We are now seeing this kind of functionality being rolled out by vendor after vendor. Grafana recently unveiled their Explore apps suite, which enables users to achieve insights into their telemetry without having to run queries. They have also rolled out a suite of AI-driven workflows for root cause analysis, built on the Asserts technology they acquired last year.
Logz.io are a company that have diligently held back from overplaying the possibilities of AI, but they have now also released their Observability IQ Assistant - which they describe as a "conversational AI" tool. Rather than searching through logs, users can ask questions such as "how is our service health" or "where do we need to improve performance". They have also rolled out their AI Agent which, they claim, can reduce Root Cause Analysis time by up to 70%. Similar capabilities are being developed or released by many more vendors in the space
Interestingly, this is not just happening in the observability mainstream. LLM API's such as Open AI, Llama and Claude are great levellers, enabling niche and point providers to compete on equal terms. Kerno and Causely, for example, ship with powerful root cause analysis features. Kerno can quickly identify the relevant line of code and even the relevant Git commit.
Root Cause Analysis is obviously just a diagnostic activity. A number of vendors are looking at taking the next step - automated incident resolution. Some vendors even talk about the ambitious goal of ‘closing the loop’ – i.e. a completely automated cycle of detection, identification and resolution without any human intervention. Whilst a number of specialist applications are already generating playbooks and scripts to resolve relatively routine issues it will require a quantum leap forward before most of us are willing to hand full control of our platforms to our friendly, neighbourhood robo-admins.
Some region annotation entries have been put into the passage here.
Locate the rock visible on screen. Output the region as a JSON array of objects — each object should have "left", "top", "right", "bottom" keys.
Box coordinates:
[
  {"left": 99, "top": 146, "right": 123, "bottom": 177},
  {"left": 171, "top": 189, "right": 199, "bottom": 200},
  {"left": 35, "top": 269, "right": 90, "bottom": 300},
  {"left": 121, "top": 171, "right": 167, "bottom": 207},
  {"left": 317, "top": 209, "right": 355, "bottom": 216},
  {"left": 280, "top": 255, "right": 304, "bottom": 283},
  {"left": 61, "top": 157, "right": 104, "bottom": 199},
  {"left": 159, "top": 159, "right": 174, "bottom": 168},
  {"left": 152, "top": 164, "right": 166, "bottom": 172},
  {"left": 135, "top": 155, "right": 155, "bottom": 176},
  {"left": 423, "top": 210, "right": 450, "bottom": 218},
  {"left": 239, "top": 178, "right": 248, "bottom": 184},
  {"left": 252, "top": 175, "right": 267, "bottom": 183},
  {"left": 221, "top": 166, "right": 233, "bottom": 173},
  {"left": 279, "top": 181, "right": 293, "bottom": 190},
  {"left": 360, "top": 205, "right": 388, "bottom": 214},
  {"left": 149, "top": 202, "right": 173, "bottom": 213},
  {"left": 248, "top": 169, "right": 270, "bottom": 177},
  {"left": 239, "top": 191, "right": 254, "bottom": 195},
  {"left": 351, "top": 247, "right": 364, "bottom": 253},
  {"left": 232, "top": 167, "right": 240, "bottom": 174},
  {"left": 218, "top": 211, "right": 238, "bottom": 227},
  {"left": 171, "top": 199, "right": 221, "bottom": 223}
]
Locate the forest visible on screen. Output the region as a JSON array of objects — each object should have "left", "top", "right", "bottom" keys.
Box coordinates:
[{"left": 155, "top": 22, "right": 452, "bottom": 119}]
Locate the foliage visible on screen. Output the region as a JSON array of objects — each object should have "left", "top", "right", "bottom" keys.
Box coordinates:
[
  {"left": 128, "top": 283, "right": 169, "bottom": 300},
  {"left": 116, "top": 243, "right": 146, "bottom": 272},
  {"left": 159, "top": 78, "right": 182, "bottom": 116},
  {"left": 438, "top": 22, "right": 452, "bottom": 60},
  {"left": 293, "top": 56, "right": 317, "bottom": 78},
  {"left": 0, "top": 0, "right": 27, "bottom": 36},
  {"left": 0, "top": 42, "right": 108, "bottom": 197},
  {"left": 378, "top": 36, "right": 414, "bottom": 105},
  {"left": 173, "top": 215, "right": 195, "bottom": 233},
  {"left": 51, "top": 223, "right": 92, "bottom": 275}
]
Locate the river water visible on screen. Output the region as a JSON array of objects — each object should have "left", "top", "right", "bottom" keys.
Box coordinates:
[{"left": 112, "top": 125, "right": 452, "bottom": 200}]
In this article I have just highlighted three of the areas in which vendors are now building added value into their products. There are also many more capabilities that vendors are offering as they move away from the three pillars baseline. Features such as LLM Observability, Incident Management, Mobile Observability and ingestion control planes are also appearing in product offerings. I am not suggesting that all of these capabilities will be essential in all applications across the board. It does seem, however, that the Three Pillars are now more of a foundational layer rather than representing the whole edifice of observability For some time, there has been an almost existential question mark hanging over observability. A lot of critics have asked what benefits observability tooling is actually bringing to justify the sometimes enormous costs involved. It seems to me that we are now at an inflection point where vendors are competing to add features that will bring real value to customers.